Le 1er janvier 1872, il est reçu à Versailles par Adolphe Thiers, président de la République.

La synagogue de Versailles : dessin d'Alfred-Philibert Aldrophe
pour le Journal Universel, 1886

Ce n'est qu'après la guerre qu'il obtient le diplôme du deuxième degré rabbinique, après avoir soutenu une thèse sur la situation de la femme dans la Bible et le Talmud qui lui vaut  les honneurs d'une présentation à l'Académie des Inscriptions et Belles-Lettres et d'une citation à la Société asiatique sous l'autorité de Renan. Le titre honorifique de grand rabbin de Paris, à la discrétion du grand rabbin du Consistoire central après la loi de Séparation, lui sera accordé ultérieurement.

Début 1876 il est  nommé  délégué à l'enseignement religieux israélite des écoles municipales supérieures par le grand rabbin de Paris Zadoc Kahn (il fera par la suite partie du Comité des écoles consistoriales).
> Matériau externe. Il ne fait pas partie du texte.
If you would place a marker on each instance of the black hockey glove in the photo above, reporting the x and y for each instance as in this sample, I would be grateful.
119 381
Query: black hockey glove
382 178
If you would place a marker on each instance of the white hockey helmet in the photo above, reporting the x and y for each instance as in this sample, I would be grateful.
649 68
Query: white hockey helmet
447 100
Un poste supplémentaire de rabbin adjoint au grand rabbin de Paris ayant été créé par décret du 13 janvier 1876, Emmanuel Weill s'y porte candidat ; il prêche le 17 juin à la synagogue de la rue de la Victoire, et il est élu le 3 juillet.
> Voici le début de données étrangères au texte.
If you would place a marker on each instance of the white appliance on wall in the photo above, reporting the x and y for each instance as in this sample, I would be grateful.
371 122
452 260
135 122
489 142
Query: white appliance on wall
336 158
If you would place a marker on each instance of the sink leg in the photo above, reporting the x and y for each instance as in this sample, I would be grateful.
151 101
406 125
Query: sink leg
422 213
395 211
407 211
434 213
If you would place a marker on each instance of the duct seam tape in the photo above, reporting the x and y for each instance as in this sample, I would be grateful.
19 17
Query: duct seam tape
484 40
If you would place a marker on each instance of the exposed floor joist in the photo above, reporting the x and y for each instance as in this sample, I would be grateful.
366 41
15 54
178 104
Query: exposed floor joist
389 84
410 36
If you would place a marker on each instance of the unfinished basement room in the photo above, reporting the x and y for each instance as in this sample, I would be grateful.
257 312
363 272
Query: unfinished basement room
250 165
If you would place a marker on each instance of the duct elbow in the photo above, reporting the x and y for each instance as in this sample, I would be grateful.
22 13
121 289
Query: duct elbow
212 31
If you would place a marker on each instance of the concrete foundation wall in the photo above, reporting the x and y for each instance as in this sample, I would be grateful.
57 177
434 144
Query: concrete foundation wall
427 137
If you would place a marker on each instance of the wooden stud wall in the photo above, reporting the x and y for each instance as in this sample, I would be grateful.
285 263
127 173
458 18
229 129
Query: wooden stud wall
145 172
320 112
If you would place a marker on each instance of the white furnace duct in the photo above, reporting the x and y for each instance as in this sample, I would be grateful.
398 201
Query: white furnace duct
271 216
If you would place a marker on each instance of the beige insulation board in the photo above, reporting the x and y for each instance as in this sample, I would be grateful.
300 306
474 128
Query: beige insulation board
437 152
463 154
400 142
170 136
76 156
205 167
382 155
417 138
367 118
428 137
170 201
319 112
Attaché à la synagogue de la Victoire, il occupe ce poste jusqu'à son affectation à la synagogue de rite portugais de la rue Buffault où il demeurera jusqu'à son décès, y faisant célébrer la bar- mitsvah de l'un de ses fils selon le rite et la prononciation portugais. Ce rabbinat en milieu portugais l'amène à entrer au conseil d'administration de la Fondation Moïse Léon, maison de retraite pour femmes du boulevard de Picpus. En 1878, il inaugure la nouvelle synagogue de Versailles.
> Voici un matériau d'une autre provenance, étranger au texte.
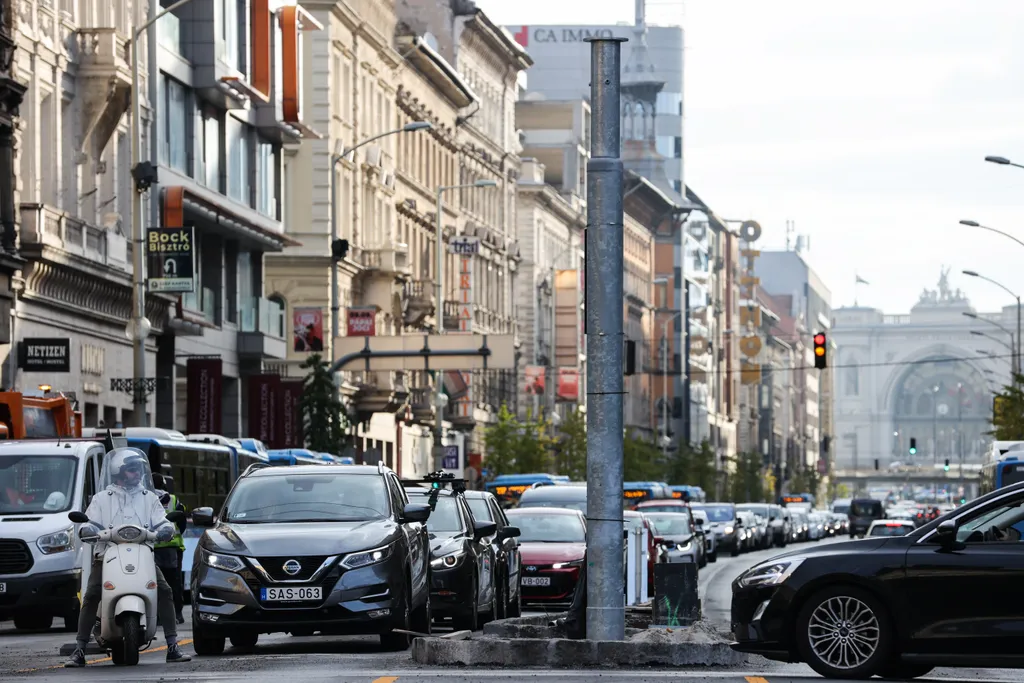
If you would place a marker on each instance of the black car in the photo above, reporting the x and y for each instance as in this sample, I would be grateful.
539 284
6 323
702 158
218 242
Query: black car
463 584
942 595
509 560
336 549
Parallèlement, il est aumônier au lycée de Versailles de 1869 à1876, au collège Chaptal et à l'École Turgot de 1876 à 1880, au collège Rollin de 1881 à 1903, à l'École commerciale de la rue Trudaine de 1875 à 1903. Il est nommé officier d'académie en 1883. De plus, il assume des fonctions d'aumônier militaire, ayant été nommé le 3 septembre 1891 à l'ambulance du Quartier général du 5e corps d'armée.

En 1893, il est invité à prêcher à l'oratoire orthodoxe de la rue Cadet. Fréquentant le cercle de libéraux rassemblés autour de Hyacinthe Loison. il condamne en 1886 la proposition de célébrer l'office le dimanche et propose des conférences rehaussées par une simple prière du rabbin.

En 1896,  il est élu au conseil d'administration de la Caisse de secours du rabbinat français. À partir de 1900, il utilise la presse israélite pour s'exprimer sur diver. sujets. En 1901, il reçoit l'un des prix Michel et Fanny Weill. Il s'investit également au sein de la Société des Études juives, dont il sera un moment vice-président Nommé chevalier de la Légion d'honneur en 1905, il reçoit la décoration des mains de Zadoc Kahn.

En 1906, il participe à la création de l'Association des rabbins français, dont il est le rapporteur à maintes reprises : sur l'utilisation du métro le samedi - à laquelle il était favorable -, sur le minyan, les incinérations, le divorce, la halitsah (procédure d'acquittement de mariage du frère d'un homme décédé sans enfants avec la veuve de ce dernier).

Désigné en 1910 juge au tribunal rabbinique. dont il devient vice-président en 1919, il entretient une importante correspondance avec des rabbins étrangers de rite sefarade et de nombreux rabbins palestiniens.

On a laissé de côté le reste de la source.